Baysal’ın açıklanan kararında, ‘emniyet teşkilatını alenen aşağılama’ gerekçesiyle 1 yıl ile cezalandırılmasına, iyi hal, geçmişi ve sosyal ilişkileri gerekçesiyle cezanın 10 aya indirilmesine ve sabıkası olmaması nedeniyle de hükmün 5 yıl denetim süresiyle ertelenmesine karar verildi.
Baysal’ın 2016’da bölgede gözlemlerini kaleme aldığı yazı: "Cizre'deki evlerin içinden: 'Kızlar biz geldik siz yoktunuz' yazıları, yerlerde sergilenen kadın çamaşırları!.." yazısına, Ankara 6. Sulh Ceza Hakimi Ali Ramazan Bilgisiçok'un kararı üzerine erişim engeli getirilmişti.
'YAZIM DEĞİL YAZIMIN KONUSUNU OLUŞTURANLAR SUÇ İŞLEDİ'
Baysal mahkemede yaptığı savunmada "Diyarbakır’da vermiş olduğum ifademin arkasındayım.

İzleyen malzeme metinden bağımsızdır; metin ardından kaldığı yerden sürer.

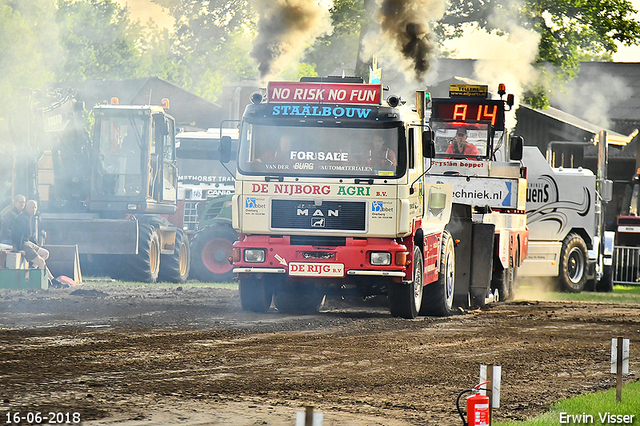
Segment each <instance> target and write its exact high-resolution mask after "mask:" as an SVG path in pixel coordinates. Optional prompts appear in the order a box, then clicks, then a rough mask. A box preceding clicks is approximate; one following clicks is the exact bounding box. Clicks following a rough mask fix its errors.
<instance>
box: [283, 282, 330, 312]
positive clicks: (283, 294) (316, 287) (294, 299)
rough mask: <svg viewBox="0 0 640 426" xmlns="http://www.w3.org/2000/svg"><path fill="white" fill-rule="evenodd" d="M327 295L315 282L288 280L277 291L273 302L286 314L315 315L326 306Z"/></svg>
mask: <svg viewBox="0 0 640 426" xmlns="http://www.w3.org/2000/svg"><path fill="white" fill-rule="evenodd" d="M325 297H326V296H325V294H324V292H323V291H322V290H321V289H320V288H317V287H316V286H315V285H314V284H313V282H304V283H302V282H291V281H288V280H286V281H285V282H284V283H282V284H281V285H280V286H278V288H277V289H276V292H275V295H274V298H273V301H274V304H275V305H276V308H278V311H280V312H282V313H285V314H303V315H308V314H315V313H316V312H318V310H319V309H320V308H322V306H323V305H324V301H325Z"/></svg>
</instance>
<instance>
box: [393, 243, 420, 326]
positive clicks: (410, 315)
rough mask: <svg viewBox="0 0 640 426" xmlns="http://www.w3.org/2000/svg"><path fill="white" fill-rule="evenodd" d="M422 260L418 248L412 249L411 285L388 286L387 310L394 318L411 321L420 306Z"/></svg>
mask: <svg viewBox="0 0 640 426" xmlns="http://www.w3.org/2000/svg"><path fill="white" fill-rule="evenodd" d="M423 274H424V260H423V256H422V250H420V247H418V246H414V247H413V283H397V282H391V283H390V284H389V295H388V297H389V310H390V311H391V315H393V316H394V317H401V318H406V319H413V318H415V317H417V316H418V313H419V312H420V307H421V306H422V295H423V290H424V287H423V280H422V278H423Z"/></svg>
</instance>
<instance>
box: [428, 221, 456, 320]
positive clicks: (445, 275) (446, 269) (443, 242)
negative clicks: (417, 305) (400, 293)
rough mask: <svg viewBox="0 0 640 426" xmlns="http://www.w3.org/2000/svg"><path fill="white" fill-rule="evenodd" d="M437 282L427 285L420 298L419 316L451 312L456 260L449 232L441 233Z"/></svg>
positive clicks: (452, 303)
mask: <svg viewBox="0 0 640 426" xmlns="http://www.w3.org/2000/svg"><path fill="white" fill-rule="evenodd" d="M440 244H441V249H440V270H439V271H438V281H436V282H434V283H431V284H427V285H426V286H425V287H424V293H423V296H422V309H421V311H420V313H421V314H424V315H436V316H447V315H451V313H452V312H453V295H454V290H455V275H456V259H455V257H456V256H455V248H454V246H453V238H452V237H451V234H450V233H449V231H446V230H445V231H444V232H443V233H442V242H441V243H440Z"/></svg>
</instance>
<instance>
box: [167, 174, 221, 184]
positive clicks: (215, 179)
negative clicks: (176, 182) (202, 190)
mask: <svg viewBox="0 0 640 426" xmlns="http://www.w3.org/2000/svg"><path fill="white" fill-rule="evenodd" d="M178 182H186V183H190V182H207V183H215V182H233V178H232V177H231V176H190V175H180V176H178Z"/></svg>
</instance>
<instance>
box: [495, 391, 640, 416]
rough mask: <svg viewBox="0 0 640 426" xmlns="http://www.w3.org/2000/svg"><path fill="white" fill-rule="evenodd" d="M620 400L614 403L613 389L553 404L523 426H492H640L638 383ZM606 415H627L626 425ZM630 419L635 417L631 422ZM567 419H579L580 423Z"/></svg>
mask: <svg viewBox="0 0 640 426" xmlns="http://www.w3.org/2000/svg"><path fill="white" fill-rule="evenodd" d="M621 399H622V401H621V402H617V401H616V390H615V388H614V389H609V390H608V391H605V392H596V393H592V394H587V395H580V396H577V397H575V398H570V399H565V400H563V401H560V402H558V403H556V404H554V405H553V406H552V407H551V409H550V410H549V411H548V412H546V413H545V414H542V415H540V416H537V417H535V418H533V419H530V420H527V421H524V422H496V423H494V426H516V425H517V426H557V425H559V424H578V423H586V424H595V425H600V424H604V425H607V424H627V425H640V381H635V382H633V383H629V384H627V385H625V386H623V388H622V398H621ZM607 413H608V414H611V415H614V416H624V415H627V416H628V417H627V418H626V420H627V421H626V422H625V418H624V417H615V418H613V419H611V418H607V417H606V416H607ZM632 415H633V416H634V417H632V418H631V416H632ZM568 416H578V419H579V420H581V421H576V420H578V419H576V418H575V417H574V418H569V417H568ZM589 416H591V417H589ZM563 420H564V421H563ZM569 420H573V421H569ZM603 420H604V421H603ZM607 420H609V421H607ZM610 420H614V421H610ZM618 420H620V421H618Z"/></svg>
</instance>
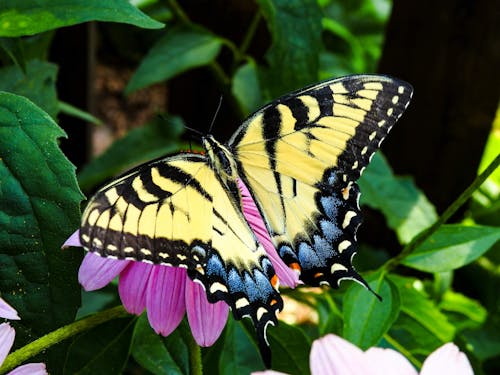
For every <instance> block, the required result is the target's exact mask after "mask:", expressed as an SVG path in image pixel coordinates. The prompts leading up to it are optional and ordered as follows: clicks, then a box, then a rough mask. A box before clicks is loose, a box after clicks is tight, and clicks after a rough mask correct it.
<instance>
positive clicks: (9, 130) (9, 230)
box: [0, 93, 83, 345]
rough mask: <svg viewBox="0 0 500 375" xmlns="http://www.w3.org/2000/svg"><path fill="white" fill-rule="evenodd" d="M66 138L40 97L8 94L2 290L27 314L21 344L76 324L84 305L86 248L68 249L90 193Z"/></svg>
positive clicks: (2, 111)
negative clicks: (79, 182)
mask: <svg viewBox="0 0 500 375" xmlns="http://www.w3.org/2000/svg"><path fill="white" fill-rule="evenodd" d="M64 136H65V134H64V132H63V131H62V130H61V129H60V128H59V127H58V126H57V124H56V123H55V122H54V121H53V120H52V119H51V117H50V116H49V115H48V114H47V113H45V112H43V111H42V110H41V109H40V108H38V107H37V106H36V105H34V104H33V103H32V102H30V101H29V100H27V99H26V98H24V97H21V96H17V95H14V94H10V93H0V243H1V244H2V246H1V247H0V269H1V270H2V277H1V278H0V291H1V294H2V298H4V299H5V300H7V301H8V302H9V303H10V304H12V305H13V306H14V307H15V308H16V309H17V311H18V312H19V315H20V317H21V321H19V322H16V323H13V324H14V325H15V327H16V340H17V341H16V342H17V343H18V344H19V345H22V344H26V343H27V342H29V341H32V340H33V339H34V338H37V337H39V336H41V335H43V334H45V333H47V332H49V331H52V330H54V329H56V328H59V327H60V326H62V325H64V324H68V323H70V322H72V321H73V319H74V317H75V314H76V311H77V309H78V306H79V305H80V286H79V284H78V280H77V271H78V266H79V264H80V261H81V259H82V253H81V252H80V251H77V250H67V251H61V245H62V243H63V242H64V241H65V240H66V239H67V238H68V237H69V235H70V234H71V233H73V232H74V231H75V229H76V228H78V226H79V225H80V210H79V207H80V201H81V200H82V198H83V196H82V194H81V192H80V190H79V189H78V185H77V182H76V178H75V168H74V166H73V165H72V164H71V163H70V162H69V161H68V159H66V157H65V156H64V155H63V154H62V152H61V150H60V149H59V147H58V138H60V137H64Z"/></svg>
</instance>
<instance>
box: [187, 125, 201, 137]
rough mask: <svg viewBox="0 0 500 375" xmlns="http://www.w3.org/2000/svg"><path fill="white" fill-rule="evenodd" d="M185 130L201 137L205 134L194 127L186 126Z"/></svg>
mask: <svg viewBox="0 0 500 375" xmlns="http://www.w3.org/2000/svg"><path fill="white" fill-rule="evenodd" d="M184 129H186V130H189V131H190V132H192V133H194V134H196V135H199V136H200V137H203V135H204V134H203V133H202V132H200V131H199V130H198V129H195V128H192V127H190V126H187V125H184Z"/></svg>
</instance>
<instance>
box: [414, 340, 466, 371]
mask: <svg viewBox="0 0 500 375" xmlns="http://www.w3.org/2000/svg"><path fill="white" fill-rule="evenodd" d="M420 374H421V375H434V374H439V375H441V374H454V375H474V371H472V367H471V365H470V362H469V359H468V358H467V356H466V355H465V354H464V353H462V352H461V351H460V350H459V349H458V347H457V346H456V345H455V344H453V343H452V342H449V343H447V344H444V345H443V346H441V347H440V348H438V349H436V350H435V351H434V352H432V353H431V354H430V355H429V356H428V357H427V359H426V360H425V361H424V364H423V365H422V370H421V371H420Z"/></svg>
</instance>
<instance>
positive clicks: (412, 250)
mask: <svg viewBox="0 0 500 375" xmlns="http://www.w3.org/2000/svg"><path fill="white" fill-rule="evenodd" d="M499 165H500V154H498V155H497V157H496V158H495V159H494V160H493V161H492V162H491V163H490V164H489V165H488V167H487V168H486V169H485V170H484V171H483V172H482V173H481V174H480V175H479V176H477V177H476V179H475V180H474V181H473V182H472V184H470V185H469V187H468V188H467V189H465V190H464V191H463V193H462V194H460V196H459V197H458V198H457V199H456V200H455V201H454V202H453V203H452V204H451V205H450V206H449V207H448V208H447V209H446V210H445V211H444V212H443V213H442V215H441V216H440V217H439V219H438V220H437V221H436V222H435V223H434V224H432V225H431V226H430V227H429V228H427V229H424V230H423V231H422V232H420V233H419V234H418V235H416V236H415V237H413V239H412V240H411V242H410V243H409V244H408V245H406V246H405V247H404V249H403V250H402V251H401V252H400V253H399V254H398V255H397V256H395V257H394V258H392V259H390V260H389V261H388V262H387V263H385V265H384V267H383V268H384V269H385V270H387V271H390V270H392V269H394V268H395V267H396V266H398V265H399V264H400V263H401V261H402V260H403V259H404V258H406V257H407V256H408V255H410V254H411V253H412V252H413V251H414V250H415V249H416V248H417V247H418V246H420V245H421V244H422V243H423V242H424V241H425V240H427V239H428V238H429V237H430V236H431V235H433V234H434V233H435V232H436V231H437V230H438V229H439V227H440V226H441V225H443V224H444V223H446V222H447V221H448V219H449V218H450V217H451V216H452V215H453V214H454V213H455V212H457V210H458V209H459V208H460V207H461V206H462V205H463V204H464V203H465V202H467V201H468V200H469V198H470V197H471V195H472V193H474V191H476V190H477V189H478V188H479V186H481V185H482V183H483V182H484V181H485V180H486V179H487V178H488V176H489V175H490V174H492V173H493V172H494V171H495V169H496V168H498V166H499Z"/></svg>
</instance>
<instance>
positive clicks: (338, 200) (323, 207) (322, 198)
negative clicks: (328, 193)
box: [320, 197, 340, 220]
mask: <svg viewBox="0 0 500 375" xmlns="http://www.w3.org/2000/svg"><path fill="white" fill-rule="evenodd" d="M320 201H321V205H322V206H323V209H324V210H325V213H326V215H327V216H328V217H329V218H330V219H331V220H335V219H336V218H337V214H338V206H339V204H340V202H339V200H338V199H336V198H334V197H321V199H320Z"/></svg>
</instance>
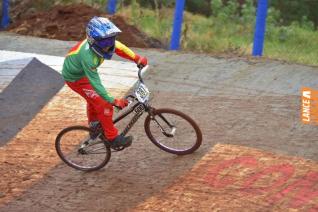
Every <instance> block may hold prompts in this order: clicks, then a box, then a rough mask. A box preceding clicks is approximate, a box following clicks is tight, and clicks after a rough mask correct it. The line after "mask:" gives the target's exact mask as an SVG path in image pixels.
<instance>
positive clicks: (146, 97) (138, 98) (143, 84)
mask: <svg viewBox="0 0 318 212" xmlns="http://www.w3.org/2000/svg"><path fill="white" fill-rule="evenodd" d="M135 94H136V97H137V99H138V100H139V102H142V103H145V102H147V101H148V100H149V96H150V92H149V90H148V88H147V87H146V86H145V84H143V83H139V85H138V86H137V88H136V90H135Z"/></svg>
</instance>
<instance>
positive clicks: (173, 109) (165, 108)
mask: <svg viewBox="0 0 318 212" xmlns="http://www.w3.org/2000/svg"><path fill="white" fill-rule="evenodd" d="M163 114H170V115H172V117H179V118H181V120H185V121H186V122H187V123H188V124H189V125H190V126H191V127H192V128H189V127H187V129H186V130H189V131H190V130H194V132H195V137H196V138H195V141H193V145H191V146H190V147H189V148H187V149H182V150H181V149H177V148H170V147H169V146H166V145H164V144H162V143H161V142H160V141H159V140H158V139H156V138H155V136H154V135H153V134H154V133H153V132H152V129H151V127H150V123H151V120H154V119H156V117H157V116H159V115H161V116H162V115H163ZM157 123H158V122H157ZM176 127H178V126H176ZM144 128H145V131H146V134H147V136H148V138H149V139H150V141H151V142H152V143H153V144H155V145H156V146H157V147H159V148H160V149H161V150H163V151H166V152H169V153H172V154H176V155H187V154H191V153H193V152H194V151H196V150H197V149H198V148H199V147H200V146H201V143H202V132H201V130H200V128H199V126H198V125H197V124H196V122H195V121H194V120H193V119H192V118H190V117H189V116H188V115H186V114H184V113H182V112H180V111H178V110H174V109H170V108H161V109H155V110H154V111H153V115H150V114H148V116H147V117H146V119H145V122H144ZM183 130H184V129H183ZM166 137H167V136H166Z"/></svg>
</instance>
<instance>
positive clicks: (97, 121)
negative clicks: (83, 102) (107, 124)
mask: <svg viewBox="0 0 318 212" xmlns="http://www.w3.org/2000/svg"><path fill="white" fill-rule="evenodd" d="M89 128H90V129H92V132H90V133H89V136H90V137H91V139H93V140H94V139H95V138H97V136H98V135H99V134H100V129H101V125H100V123H99V121H92V122H90V123H89Z"/></svg>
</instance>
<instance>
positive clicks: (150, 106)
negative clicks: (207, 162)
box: [55, 66, 202, 171]
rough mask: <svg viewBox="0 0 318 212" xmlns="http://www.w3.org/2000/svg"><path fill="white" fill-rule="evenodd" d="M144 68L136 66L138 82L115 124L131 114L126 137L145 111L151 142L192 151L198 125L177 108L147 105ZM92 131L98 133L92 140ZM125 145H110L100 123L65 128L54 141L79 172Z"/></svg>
mask: <svg viewBox="0 0 318 212" xmlns="http://www.w3.org/2000/svg"><path fill="white" fill-rule="evenodd" d="M147 68H148V66H146V67H144V68H139V70H138V78H139V81H138V82H137V83H136V86H135V89H134V92H133V94H131V95H128V96H126V99H127V100H128V101H129V105H128V106H127V107H126V108H127V109H126V108H125V110H124V111H123V113H122V114H119V115H118V117H116V118H115V119H114V121H113V122H114V124H116V123H118V122H119V121H121V120H123V119H124V118H125V117H127V116H128V115H129V114H133V117H132V118H131V120H130V121H129V123H128V124H127V126H126V127H125V128H124V130H123V131H122V132H121V134H122V135H124V136H125V135H126V134H127V133H128V132H129V130H130V129H131V128H132V127H133V125H134V124H135V123H136V122H137V121H138V119H139V118H140V117H141V116H142V115H143V114H144V113H145V112H146V113H148V115H147V117H146V118H145V122H144V129H145V132H146V135H147V136H148V138H149V139H150V141H151V142H152V143H153V144H155V145H156V146H157V147H159V148H160V149H161V150H163V151H166V152H168V153H172V154H176V155H186V154H191V153H193V152H194V151H195V150H197V149H198V148H199V147H200V145H201V143H202V133H201V130H200V128H199V127H198V125H197V124H196V123H195V121H194V120H193V119H192V118H190V117H189V116H188V115H186V114H184V113H182V112H180V111H177V110H174V109H170V108H160V109H156V108H154V107H152V106H151V105H150V103H149V100H150V92H149V90H148V88H147V87H146V85H145V84H144V81H143V79H142V76H141V72H142V71H145V70H146V69H147ZM92 134H98V136H96V138H95V139H91V137H90V135H92ZM180 136H182V137H181V138H180ZM185 137H186V139H184V138H185ZM124 148H125V147H111V146H110V143H109V141H107V139H106V138H105V137H104V135H103V130H102V127H101V125H100V124H99V125H98V126H97V127H96V128H94V129H92V128H88V127H86V126H70V127H67V128H65V129H63V130H62V131H61V132H60V133H59V134H58V135H57V137H56V140H55V149H56V151H57V154H58V155H59V157H60V158H61V159H62V160H63V161H64V162H65V163H66V164H67V165H69V166H70V167H73V168H75V169H78V170H82V171H94V170H98V169H100V168H102V167H104V166H105V165H106V164H107V163H108V162H109V160H110V157H111V152H118V151H121V150H123V149H124Z"/></svg>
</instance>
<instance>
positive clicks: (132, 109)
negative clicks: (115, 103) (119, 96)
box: [113, 96, 150, 136]
mask: <svg viewBox="0 0 318 212" xmlns="http://www.w3.org/2000/svg"><path fill="white" fill-rule="evenodd" d="M130 97H132V96H130ZM149 108H150V106H149V105H145V104H143V103H141V102H138V103H137V104H135V105H134V106H132V107H131V108H130V109H129V110H128V111H126V112H125V113H123V114H121V115H120V116H118V117H116V118H115V119H114V120H113V123H114V124H116V123H117V122H119V121H121V120H122V119H124V118H125V117H126V116H128V115H129V114H131V113H132V112H133V111H135V113H136V114H135V115H134V116H133V117H132V119H131V120H130V122H129V123H128V124H127V126H126V127H125V129H124V130H123V131H122V133H121V134H122V135H124V136H125V135H126V134H127V133H128V132H129V130H130V129H131V128H132V127H133V126H134V124H135V123H136V122H137V121H138V119H139V118H140V117H141V116H142V115H143V113H144V112H145V111H149Z"/></svg>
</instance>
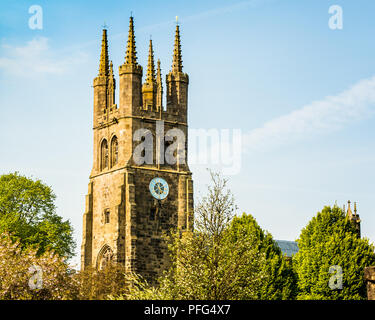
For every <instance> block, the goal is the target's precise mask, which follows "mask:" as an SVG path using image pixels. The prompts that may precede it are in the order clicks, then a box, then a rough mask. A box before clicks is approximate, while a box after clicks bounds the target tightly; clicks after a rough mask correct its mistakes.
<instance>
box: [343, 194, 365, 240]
mask: <svg viewBox="0 0 375 320" xmlns="http://www.w3.org/2000/svg"><path fill="white" fill-rule="evenodd" d="M350 203H351V202H350V200H349V201H348V211H347V212H346V218H347V219H348V220H349V221H350V222H351V223H352V224H353V225H354V227H355V229H356V231H357V236H358V238H361V219H360V218H359V214H358V213H357V203H355V202H354V213H353V211H352V209H351V208H350ZM344 212H345V208H344Z"/></svg>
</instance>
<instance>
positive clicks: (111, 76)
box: [109, 61, 113, 77]
mask: <svg viewBox="0 0 375 320" xmlns="http://www.w3.org/2000/svg"><path fill="white" fill-rule="evenodd" d="M109 76H110V77H113V63H112V61H110V62H109Z"/></svg>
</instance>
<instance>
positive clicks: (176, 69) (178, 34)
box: [172, 25, 182, 73]
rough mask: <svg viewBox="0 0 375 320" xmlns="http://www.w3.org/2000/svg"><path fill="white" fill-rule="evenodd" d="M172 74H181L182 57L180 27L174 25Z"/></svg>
mask: <svg viewBox="0 0 375 320" xmlns="http://www.w3.org/2000/svg"><path fill="white" fill-rule="evenodd" d="M172 72H176V73H177V72H182V55H181V41H180V26H179V25H176V36H175V39H174V50H173V62H172Z"/></svg>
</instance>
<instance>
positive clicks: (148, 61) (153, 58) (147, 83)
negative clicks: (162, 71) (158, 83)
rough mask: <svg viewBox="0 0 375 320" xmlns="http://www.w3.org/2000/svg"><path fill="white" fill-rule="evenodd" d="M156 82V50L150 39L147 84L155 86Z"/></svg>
mask: <svg viewBox="0 0 375 320" xmlns="http://www.w3.org/2000/svg"><path fill="white" fill-rule="evenodd" d="M154 82H155V63H154V50H153V48H152V40H151V39H150V46H149V51H148V64H147V75H146V83H147V84H153V83H154Z"/></svg>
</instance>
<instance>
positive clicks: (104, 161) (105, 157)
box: [100, 139, 108, 170]
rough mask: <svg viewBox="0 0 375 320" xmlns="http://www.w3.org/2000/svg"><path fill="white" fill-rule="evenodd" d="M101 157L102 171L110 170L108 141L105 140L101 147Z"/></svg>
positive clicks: (103, 141)
mask: <svg viewBox="0 0 375 320" xmlns="http://www.w3.org/2000/svg"><path fill="white" fill-rule="evenodd" d="M100 157H101V161H100V163H101V169H102V170H104V169H106V168H108V143H107V140H105V139H104V140H103V142H102V145H101V147H100Z"/></svg>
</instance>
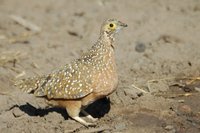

Savcılık, asıl bu haberi ihbar kabul edip soruşturma başlatmalıydı. Ben bölgede gazetecilik yaptım. İnsanlık dışı tanık olduğum şeyleri haberleştirdim. Ben bu suça konu apartmana bizzat yanımda Mazlum-DER ve İnsan Hakları Vakfı’ndan bir heyetle gittim. Gördüğüm hususları yazımda kaleme aldım. O dönemki görevlilerin çoğu FETÖ’den gözaltına alındı. Suçlarının araştırılması amacıyla yazıyı kaleme aldım. Yazıyı anayasal hakkım ve kişilerin haber alma hakkı çerçevesinde kaleme aldım" dedi.
Sanık vekili avukat Reyhan Yalçındağ müvekkilinin savunmalarına aynen katıldığını belirterek şunları söyledi:
"Çekilen fotoğrafta da görülen dolaba bırakılmış mektupta Türkiyenin Asakir-i Mansure-i Muhammediye ordusunun askerleri olduğundan bahsedilmektedir. Türkiye’nin böyle bir ordusu yoktur, savcılık asıl bunu ihbar kabul edip bununla ilgili soruşturma yapmalıydı. Bu yönde soruşturmalar yapılmadığı için 15 Temmuz'u gördük. Nitekim, Cizre’de evlere girilmiş, yakılıp yıkılmıştır. İç çamaşırları dağıtılmış vaziyettedir. Müvekkilim de sadece gördüklerini gazetecilik adına paylaşmış ve bu hak ihlalleri ile ilgili Cumhurbaşkanlığı ve Başbakanlığa bildirimde bulunmuştur. Birleşmiş Milletler İnsan Hakları Yüksek Komiserliği’nin Türkiye'de insan hakları durumu raporunu ibraz etmiştim, ayrıca ortada bir suç olup müvekkilim bu suçu ihbar mukabilinde Anayasa ile teminat altına alınan çerçevede kişilere haber verme özgürlüğünü kullanmıştır, müvekkilimin beraatini talep ediyorum."
Baysal'ın avukatı Reyhan Yalçındağ'ın bazı emsal karar ve belgeler sunduğu mahkeme heyeti, kararında, ‘emniyet teşkilatını alenen aşağılama’ gerekçesiyle 1 yıl ile cezalandırılmasına, iyi hal, geçmişi ve sosyal ilişkileri gerekçesiyle cezanın 10 aya indirilmesine ve sabıkası olmaması nedeniyle de hükmün 5 yıl denetim süresiyle ertelenmesine karar verdi.